A segunda alternativa exegética refere-se à responsabilidade subsidiária, em sentido próprio, do administrador e principal da pessoa jurídica. Como cediço, a maior característica da subsidiriedade é o benefício de ordem. Aqui, a pretensão do Fisco deve voltar-se primeiro contra a empresa; só depois é que o administrador será o alvo pretendido, mesmo que tenha atuado abusivamente ou com infração à lei. Essa posição não logrou adesões relevantes na doutrina e na jurisprudência.

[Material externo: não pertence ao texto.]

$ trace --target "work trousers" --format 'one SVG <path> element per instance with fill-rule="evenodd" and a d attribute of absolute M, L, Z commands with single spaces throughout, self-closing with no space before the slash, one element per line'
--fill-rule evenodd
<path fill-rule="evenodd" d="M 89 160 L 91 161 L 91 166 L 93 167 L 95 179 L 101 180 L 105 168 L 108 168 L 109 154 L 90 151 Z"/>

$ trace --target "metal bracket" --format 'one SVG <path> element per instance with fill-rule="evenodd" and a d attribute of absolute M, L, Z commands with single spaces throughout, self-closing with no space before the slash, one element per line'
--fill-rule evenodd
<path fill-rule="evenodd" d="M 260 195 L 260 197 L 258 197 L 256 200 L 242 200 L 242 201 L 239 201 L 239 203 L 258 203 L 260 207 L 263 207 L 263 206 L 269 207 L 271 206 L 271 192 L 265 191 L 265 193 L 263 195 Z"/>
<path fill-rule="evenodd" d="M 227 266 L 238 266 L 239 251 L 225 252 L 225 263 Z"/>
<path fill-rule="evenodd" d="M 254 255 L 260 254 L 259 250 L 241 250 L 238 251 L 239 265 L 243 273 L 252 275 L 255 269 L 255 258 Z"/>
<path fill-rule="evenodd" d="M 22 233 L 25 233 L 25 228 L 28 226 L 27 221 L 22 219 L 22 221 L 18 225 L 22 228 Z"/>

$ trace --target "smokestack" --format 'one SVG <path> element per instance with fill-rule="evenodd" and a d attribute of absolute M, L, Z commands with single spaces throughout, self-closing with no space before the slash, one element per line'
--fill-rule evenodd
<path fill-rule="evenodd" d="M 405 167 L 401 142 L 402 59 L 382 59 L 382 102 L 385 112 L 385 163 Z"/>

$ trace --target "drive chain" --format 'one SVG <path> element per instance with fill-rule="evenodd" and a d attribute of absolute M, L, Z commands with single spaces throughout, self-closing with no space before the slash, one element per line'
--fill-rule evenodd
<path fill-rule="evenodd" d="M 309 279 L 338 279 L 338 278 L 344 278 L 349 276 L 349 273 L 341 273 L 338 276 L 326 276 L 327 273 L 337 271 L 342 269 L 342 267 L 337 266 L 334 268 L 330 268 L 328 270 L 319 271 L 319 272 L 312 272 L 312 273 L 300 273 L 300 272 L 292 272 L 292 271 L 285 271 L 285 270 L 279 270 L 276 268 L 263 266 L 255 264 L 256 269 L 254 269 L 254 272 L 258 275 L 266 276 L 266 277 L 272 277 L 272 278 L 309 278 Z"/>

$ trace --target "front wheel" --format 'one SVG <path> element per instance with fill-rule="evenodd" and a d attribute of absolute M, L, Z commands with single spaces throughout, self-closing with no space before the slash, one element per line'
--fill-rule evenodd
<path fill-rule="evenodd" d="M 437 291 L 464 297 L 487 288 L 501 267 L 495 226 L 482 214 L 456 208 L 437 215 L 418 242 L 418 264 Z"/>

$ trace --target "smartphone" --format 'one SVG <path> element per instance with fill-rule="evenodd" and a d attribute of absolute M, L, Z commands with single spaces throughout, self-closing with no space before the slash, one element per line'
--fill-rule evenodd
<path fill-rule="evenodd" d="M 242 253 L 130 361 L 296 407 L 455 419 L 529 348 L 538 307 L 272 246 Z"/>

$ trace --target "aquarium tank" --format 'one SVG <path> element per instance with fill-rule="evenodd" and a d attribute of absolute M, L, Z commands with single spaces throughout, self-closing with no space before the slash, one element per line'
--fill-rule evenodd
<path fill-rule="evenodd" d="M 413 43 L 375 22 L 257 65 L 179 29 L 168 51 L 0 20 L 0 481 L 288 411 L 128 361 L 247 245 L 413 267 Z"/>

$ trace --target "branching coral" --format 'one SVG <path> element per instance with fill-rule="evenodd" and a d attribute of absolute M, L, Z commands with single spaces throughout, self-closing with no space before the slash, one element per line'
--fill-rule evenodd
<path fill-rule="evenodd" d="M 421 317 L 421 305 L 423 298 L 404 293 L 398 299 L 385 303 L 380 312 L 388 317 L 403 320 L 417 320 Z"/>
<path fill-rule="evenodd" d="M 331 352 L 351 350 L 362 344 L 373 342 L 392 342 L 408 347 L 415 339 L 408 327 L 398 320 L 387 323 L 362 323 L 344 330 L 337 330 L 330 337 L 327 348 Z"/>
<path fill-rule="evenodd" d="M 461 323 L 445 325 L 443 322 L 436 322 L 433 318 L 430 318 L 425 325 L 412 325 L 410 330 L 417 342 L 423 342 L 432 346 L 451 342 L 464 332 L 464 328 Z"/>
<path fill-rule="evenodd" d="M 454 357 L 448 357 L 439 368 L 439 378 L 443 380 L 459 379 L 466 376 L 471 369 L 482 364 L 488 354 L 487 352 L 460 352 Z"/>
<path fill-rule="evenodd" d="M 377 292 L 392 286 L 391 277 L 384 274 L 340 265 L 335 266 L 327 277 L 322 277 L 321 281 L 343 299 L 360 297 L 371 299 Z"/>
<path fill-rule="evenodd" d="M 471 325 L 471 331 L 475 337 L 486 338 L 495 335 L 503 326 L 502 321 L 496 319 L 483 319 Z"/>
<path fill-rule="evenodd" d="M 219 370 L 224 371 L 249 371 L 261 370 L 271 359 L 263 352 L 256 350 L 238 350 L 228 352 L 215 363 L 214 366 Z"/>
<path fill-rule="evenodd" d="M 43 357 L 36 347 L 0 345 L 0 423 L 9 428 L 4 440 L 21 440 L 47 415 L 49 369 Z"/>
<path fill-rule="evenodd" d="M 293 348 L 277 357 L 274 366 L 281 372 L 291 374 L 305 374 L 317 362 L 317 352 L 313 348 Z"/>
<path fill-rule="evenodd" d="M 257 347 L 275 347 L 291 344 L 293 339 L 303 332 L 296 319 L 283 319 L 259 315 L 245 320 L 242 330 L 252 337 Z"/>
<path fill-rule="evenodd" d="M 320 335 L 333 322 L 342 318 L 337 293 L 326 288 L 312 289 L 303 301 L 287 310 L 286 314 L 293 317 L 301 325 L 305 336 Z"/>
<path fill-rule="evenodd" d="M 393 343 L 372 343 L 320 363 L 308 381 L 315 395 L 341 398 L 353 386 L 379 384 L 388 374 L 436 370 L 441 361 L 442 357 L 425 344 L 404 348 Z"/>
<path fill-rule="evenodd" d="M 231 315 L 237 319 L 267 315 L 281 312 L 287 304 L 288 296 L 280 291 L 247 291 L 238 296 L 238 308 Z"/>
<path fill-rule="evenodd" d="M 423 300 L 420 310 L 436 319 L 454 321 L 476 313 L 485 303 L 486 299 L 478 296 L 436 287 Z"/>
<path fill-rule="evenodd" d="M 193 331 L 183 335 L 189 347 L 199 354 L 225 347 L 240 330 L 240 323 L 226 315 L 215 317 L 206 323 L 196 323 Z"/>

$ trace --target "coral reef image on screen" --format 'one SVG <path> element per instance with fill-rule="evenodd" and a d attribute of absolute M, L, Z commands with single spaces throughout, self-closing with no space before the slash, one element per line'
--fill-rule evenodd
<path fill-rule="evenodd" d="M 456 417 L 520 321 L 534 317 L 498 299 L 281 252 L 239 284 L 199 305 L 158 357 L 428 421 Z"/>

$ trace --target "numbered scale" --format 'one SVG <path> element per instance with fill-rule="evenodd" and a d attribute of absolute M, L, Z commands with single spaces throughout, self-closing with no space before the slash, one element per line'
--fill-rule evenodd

Em seguida, têm a responsabilidade subsidiária da pessoa jurídica e principal do administrador. Tendo este atuado com excesso de poderes, ou infração de lei, contrato social, redundando, por exemplo, em inadimplemento tributário ou impontualidade, a responsabilidade – até então da pessoa jurídica – transfere-se para o administrador, tornando-se pessoal. É, pois, um caso de responsabilidade por transferência.
Sacha Calmon Navarro Coelho (2004, p. 746, grifos nossos) adota essa posição:
“Em suma, o art. 135 retira a ‘solidariedade’ e a ‘subsidiariedade’ do art. 134. Aqui [no art. 135], a responsabilidade se transfere inteiramente para os terceiros, liberando os seus dependentes e representados. A responsabilidade passa a ser pessoal, plena e exclusiva desses terceiros. Isso ocorrerá quando eles procederem com manifesta malícia (mala fides) contra aqueles que representam, toda vez que for constatada a prática de ato ou fato eivado de excesso de poderes ou com infração de lei, contrato social ou estatuto”.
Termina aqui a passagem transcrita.